Das nervt

„Einfach das Ende der Welt“ von Xavier Dolan

von Renate Wagner

Einfach das Ende der Welt
(Juste la fin du monde - Frankreich 2016)

Drehbuch und Regie: Xavier Dolan
Nach dem gleichnamigen Theaterstück von Jean-Luc Lagarce
Mit: Gaspard Ulliel, Nathalie Baye, Marion Cotillard, Vincent Cassel, Léa Seydoux
 
Familie nervt. Nicht immer natürlich, aber oft (immer öfter). Je unausstehlicher, umso lieber bringt man sie – um des Effekts willen – auf die Bühne. Oder auf die Leinwand. Darf’s ein bißchen mehr sein? Kreischende, zankende, widerliche Familien ergeben mindestens (schrilles) Schauspielerfutter. Aber muß so etwas zu einem künstlerisch befriedigenden Ergebnis kommen, nur weil man es hoch und höher schraubt, damit es ja recht weht tut? Je direkter und vordergründiger, desto besser? Der französische Film „Einfach das Ende der Welt“ läßt da bei einem genervten, nicht bereicherten Publikum Zweifel aufkommen.
 
Ein Sohn besucht nach vierzehnjähriger Abwesenheit seine Familie (offenbar, von Paris kommend, irgendwo in der französischen Provinz). Mutter, Schwester, Bruder, Schwägerin. Kleinbürger. Schlimmer, eigentlich Proleten in Sprache und innerer Haltung. Louis selbst hat es zum Schriftsteller gebracht, ist der erfolgreiche Intellektuelle.

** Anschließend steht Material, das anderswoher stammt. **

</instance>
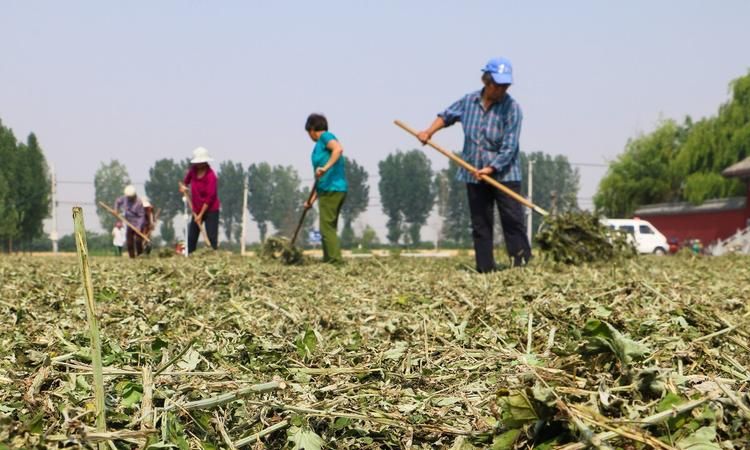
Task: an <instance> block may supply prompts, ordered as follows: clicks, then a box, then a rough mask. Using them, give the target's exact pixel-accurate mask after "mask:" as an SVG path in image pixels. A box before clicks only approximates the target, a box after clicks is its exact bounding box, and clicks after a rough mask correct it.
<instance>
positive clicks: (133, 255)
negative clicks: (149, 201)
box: [114, 184, 145, 258]
mask: <svg viewBox="0 0 750 450" xmlns="http://www.w3.org/2000/svg"><path fill="white" fill-rule="evenodd" d="M114 210H115V211H118V212H122V213H123V215H124V216H125V220H127V221H128V222H130V224H131V225H133V226H134V227H135V228H137V229H139V230H140V229H141V228H142V227H143V220H144V217H145V213H144V211H143V202H141V199H140V198H138V195H137V194H136V192H135V187H134V186H133V185H132V184H129V185H127V186H125V191H124V192H123V195H122V196H121V197H118V198H117V200H115V205H114ZM125 242H126V245H127V246H128V255H129V256H130V257H131V258H135V257H136V256H139V255H140V254H141V253H143V239H141V237H140V236H138V235H137V234H135V232H134V231H133V229H132V228H130V227H127V230H126V231H125Z"/></svg>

Eigentlich möchte er (wie naiv, wie sentimental, wie literarisch) seinen Angehörigen erzählen, daß er bald sterben wird. Man wundert sich allerdings nicht darüber, daß es ihm nicht gelingt.
Fünf Personen, im Grunde ein Schauplatz, das klingt nach einem Theaterstück und war es ursprünglich auch: Jean-Luc Lagarce schrieb es, jetzt kommt es mit einer starken Besetzung erster französischer Schauspieler, die sich allerdings in einigen Klischees ergehen müssen, auf die Leinwand.
 
Der todkranke Held mit waidwundem Blick, meist schweigend, ein tiefes Gemüt, enttäuscht von allen (Gaspard Ulliel, bekannt seit seiner Darstellung des Yves Saint-Laurent, derzeit auch für „Die Tänzerin“ im Kino); die laute, penetrante, übersprudelnde Mutter, deren goldenes Herz natürlich zum Vorschein kommt (dabei hat man Nathalie Baye in ihren jungen Jahren als besonders verinnerlichte Darstellerin mit verschüchtertem Image in Erinnerung); die unsichere Schwester in der Familienhölle (die eher blässliche Léa Seydoux); die durch und durch gut meinende Schwägerin, von der man sich nicht vorstellen kann, wie sie in diese schlimme, nervtötende Mischpoche geraten ist (wieder einmal ideal besetzt als Seelenvolle: Marion Cotillard).
Die interessanteste Figur ist der bis in die Fingerspitzen aggressive Bruder, neidvoll, gebeutelt von tief sitzendem Haß gegen die Intellektuellen, denen er auch Überlegenheitsansprüche und Hochmut andichtet, wo sie gar nicht bestehen: Vincent Cassel ist geradezu zum Fürchten, weil es diese Böswilligen, die sich immer zurück gesetzt fühlen, im Alltag wirklich gibt.
 
Ganz ohne Geständnis seines baldigen Ablebens zieht der erschütterte Schriftsteller ab, nachdem alle Figuren einiges an Selbstanalyse geleistet haben, über Schwächen, Versäumnisse, Frustrationen. Die Anklagen fetzen schlimmer herum als bei den Seelen-Strip-Fernsehshows. Das ist wohlfeile Küchentisch-Psychologie, und dagegen helfen weder eine noch so großartige Besetzung noch ein so hoch gelobter Regisseur wie der erst 27jährige Kanadier Xavier Dolan. Das nervt, ohne daß man im höheren Sinn etwas davon hätte.